Code Review Review

Programmers write code and code review is often required by managers to be done prior to code submission. I tend to dislike the process since there's a tendency for reviewers to place an emphasis on certain trivial problems and little attention is made to important qualities.

Here's my list of what a code reviewer should look for, from most important to least important:

  1. Validation by additional or changed unit tests.
  2. Duplication of functionality available elsewhere. Ironically, a lot of programmers like to rewrite things, even though it's obviously more work for them.
  3. Sections of code or idioms repeated.
  4. Clarity in what the new functionality does.
  5. All code is clearly required. Programmers love to make things that "might be useful someday" and usually it's never used. In Java, I often see people implementing "equals/hashCode", serialization, etc. for classes that never use these methods.
  6. Signs of junior programming practice: "Utility" classes, "Constant" classes, multiple layers (see 5), singletons, and other "Design Patterns Book" nonsense, etc.
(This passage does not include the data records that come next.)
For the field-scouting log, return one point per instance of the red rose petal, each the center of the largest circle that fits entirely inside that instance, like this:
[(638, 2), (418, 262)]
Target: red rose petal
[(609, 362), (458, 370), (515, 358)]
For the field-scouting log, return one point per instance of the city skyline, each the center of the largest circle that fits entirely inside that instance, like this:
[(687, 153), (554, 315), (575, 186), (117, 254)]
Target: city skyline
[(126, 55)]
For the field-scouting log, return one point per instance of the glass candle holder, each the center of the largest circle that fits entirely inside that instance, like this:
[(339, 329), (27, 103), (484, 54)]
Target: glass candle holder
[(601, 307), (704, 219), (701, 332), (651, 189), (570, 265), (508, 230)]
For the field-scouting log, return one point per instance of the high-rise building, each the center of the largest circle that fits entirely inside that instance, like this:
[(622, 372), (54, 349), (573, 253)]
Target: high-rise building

Note that utility classes aren't really bad per se, it's just that they are often written instead of supplying the appropriate functionality to an existing class or writing a new class.
  7. Untyped or too many parameters. Often the same sequence of parameters appear in multiple places, see 3.
  8. Premature optimization. See: 2. Actually this doesn't really matter as much, assuming this optimization is well tested.
  9. Class names that repeat the current namespace. Names that are too long. See 3.

The above common problems are pretty easy to spot. The longer you spend on code reviews and generating comments the more it seems you're being overly critical, so always comment on the most important areas only.

Here are things that aren't as important and almost worth ignoring:

  1. Code (in)correctness. It's fairly impossible to find bugs just by reading code and unit testing is hopefully going to prove the code is correct. If you do spot some problem, mention it, I just don't see why you should try to "run" the program in your brain, that's what automated testing is for.
  2. Missing boiler-plate information, such as legal or copyright notices. This can be corrected using a tool, if needed. We eventually stopped adding boiler-plate to code at m-Qube since our code wasn't shared.
  3. Lack of code comments. The problem with most comments is they take up space, are often wordy, and don't explain anything new. Comments grow more and more inconsistent over time, so it's almost better to leave them out until the end of a project.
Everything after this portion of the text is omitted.